Otto frank

Otto Frank is best known as Anne’s father. Without him Anne’s diary would not have been published and there would not be the Anne Frank House in Amsterdam. But Otto Frank is, of course, much more than Anne’s father. Here we tell its story.

Otto Frank is the second son of Michael Frank and Alice Betty Stern. The family lives in Frankfurt am Main and belongs to liberal Judaism. The Franks value Jewish traditions and observe the holidays, but do not follow all religious laws.

Father Michael Frank is the owner of a commercial bank in Frankfurt am Main. After graduating from high school Otto studies art history in Heidelberg for a short time. Then he does internships at various banks and at Macy’s in New York.

Otto returns to Germany after the sudden death of his father in 1909. Among other things, he works for a company that manufactures horseshoes. At first, the First World War seems to pass him by, but in 1915 he is drafted into the military after all. He is in a "light measuring squad," a unit that analyzes the location of enemy artillery pieces.

Otto is promoted to lieutenant and receives an award. After the war he works in the family bank.

Otto (left) and his brother Robert serving in the German army during World War I, 1914-1918

Fort from Germany

At the age of 36 Otto Frank marries Edith Hollander. The couple lived in Frankfurt am Main and had two daughters, Margot (1926) and Anne (1929). They are beautiful years, but the worries increase. Germany is a country in crisis. It is hit hard by the worldwide economic crisis of 1929, and many people live in abject poverty. Hitler and his party take advantage of the feelings of discontent and get more and more supporters.

A new start in Amsterdam

At the beginning of 1933, Otto and Edith make a far-reaching decision. Because of business problems and because of the increasing anti-Semitism of Hitler and his followers, they leave Nazi Germany.
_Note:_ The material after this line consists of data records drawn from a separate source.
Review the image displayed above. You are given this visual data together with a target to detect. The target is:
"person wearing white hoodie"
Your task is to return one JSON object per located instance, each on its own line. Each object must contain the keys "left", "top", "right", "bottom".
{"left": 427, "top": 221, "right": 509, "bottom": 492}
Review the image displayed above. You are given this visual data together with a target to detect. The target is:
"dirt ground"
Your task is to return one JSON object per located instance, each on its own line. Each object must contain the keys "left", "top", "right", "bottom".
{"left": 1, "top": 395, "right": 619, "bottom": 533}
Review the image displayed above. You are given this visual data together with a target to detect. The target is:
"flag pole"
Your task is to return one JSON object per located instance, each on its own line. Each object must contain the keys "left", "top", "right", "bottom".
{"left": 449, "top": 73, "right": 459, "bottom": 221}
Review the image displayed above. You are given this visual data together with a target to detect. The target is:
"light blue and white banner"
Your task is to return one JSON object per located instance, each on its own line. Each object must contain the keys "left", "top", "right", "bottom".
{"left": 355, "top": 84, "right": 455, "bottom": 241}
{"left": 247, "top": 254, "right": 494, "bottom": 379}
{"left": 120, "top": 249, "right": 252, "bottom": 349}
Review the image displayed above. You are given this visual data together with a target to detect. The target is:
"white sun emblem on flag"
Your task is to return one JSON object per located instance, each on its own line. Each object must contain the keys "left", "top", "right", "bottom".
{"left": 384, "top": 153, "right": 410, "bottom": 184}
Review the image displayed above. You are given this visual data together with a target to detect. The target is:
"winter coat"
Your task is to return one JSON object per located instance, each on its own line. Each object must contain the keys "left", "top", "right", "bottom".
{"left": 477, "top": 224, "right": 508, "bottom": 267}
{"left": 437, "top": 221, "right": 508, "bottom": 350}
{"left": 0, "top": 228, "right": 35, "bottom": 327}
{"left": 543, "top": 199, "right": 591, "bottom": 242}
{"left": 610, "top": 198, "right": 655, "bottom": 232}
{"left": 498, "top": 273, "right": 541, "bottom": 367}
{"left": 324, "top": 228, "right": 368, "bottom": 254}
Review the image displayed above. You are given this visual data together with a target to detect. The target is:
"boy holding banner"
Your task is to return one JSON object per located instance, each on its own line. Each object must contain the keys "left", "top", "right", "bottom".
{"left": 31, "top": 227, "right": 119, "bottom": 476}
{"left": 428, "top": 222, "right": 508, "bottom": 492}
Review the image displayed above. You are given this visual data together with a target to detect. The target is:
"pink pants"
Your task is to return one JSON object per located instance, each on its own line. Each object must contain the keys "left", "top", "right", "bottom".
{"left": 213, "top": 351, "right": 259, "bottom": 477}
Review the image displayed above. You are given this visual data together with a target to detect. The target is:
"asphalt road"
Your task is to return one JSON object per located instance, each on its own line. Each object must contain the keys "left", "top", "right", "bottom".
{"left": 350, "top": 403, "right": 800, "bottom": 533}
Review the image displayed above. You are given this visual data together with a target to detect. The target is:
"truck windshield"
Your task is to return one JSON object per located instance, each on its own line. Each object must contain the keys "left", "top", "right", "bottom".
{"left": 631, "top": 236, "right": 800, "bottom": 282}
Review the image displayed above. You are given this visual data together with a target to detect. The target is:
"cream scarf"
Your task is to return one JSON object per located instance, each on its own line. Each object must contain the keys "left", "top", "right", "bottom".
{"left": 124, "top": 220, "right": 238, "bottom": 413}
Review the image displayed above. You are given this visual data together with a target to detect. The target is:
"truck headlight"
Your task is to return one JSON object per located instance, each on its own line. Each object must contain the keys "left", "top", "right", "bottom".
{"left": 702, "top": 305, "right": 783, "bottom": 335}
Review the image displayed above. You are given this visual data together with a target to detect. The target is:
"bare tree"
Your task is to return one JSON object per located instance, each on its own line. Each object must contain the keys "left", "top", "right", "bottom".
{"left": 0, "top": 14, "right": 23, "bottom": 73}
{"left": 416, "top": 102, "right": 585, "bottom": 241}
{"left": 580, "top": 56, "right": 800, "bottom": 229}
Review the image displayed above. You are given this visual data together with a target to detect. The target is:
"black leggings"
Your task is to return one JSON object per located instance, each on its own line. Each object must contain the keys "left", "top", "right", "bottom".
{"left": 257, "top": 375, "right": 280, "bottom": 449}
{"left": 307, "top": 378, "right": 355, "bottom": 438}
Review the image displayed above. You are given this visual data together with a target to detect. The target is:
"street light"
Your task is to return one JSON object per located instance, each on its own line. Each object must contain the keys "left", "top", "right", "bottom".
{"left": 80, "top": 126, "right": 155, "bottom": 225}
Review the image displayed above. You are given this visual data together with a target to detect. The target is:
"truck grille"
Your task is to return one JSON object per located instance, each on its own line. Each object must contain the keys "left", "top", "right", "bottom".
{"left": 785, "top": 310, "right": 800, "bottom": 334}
Otto is working overtime in the Netherlands to get his company off the ground and make a living. And developments in Nazi Germany continue to be a cause for concern. In 1937, Otto starts looking into the possibility of founding a company in Great Britain, but nothing comes of it.

The financial situation improves somewhat when Otto starts selling spices and herbs in addition to pectin in 1938. His second company gets the name Pectacon. Hermann van Pels starts in this company and takes over part of the work.

The feeling of freedom came to an abrupt end when the German Wehrmacht invaded the Netherlands in May 1940.

Emigration is impossible

From 15. May 1940 the Netherlands are occupied. The occupying power introduces more and more anti-Semitic laws and ordinance. Soon the Nazis order that Jews are no longer allowed to own businesses. With the help of his employees and Jan Gies (Miep’s husband), Otto is able to prevent his businesses from falling into the hands of the occupiers.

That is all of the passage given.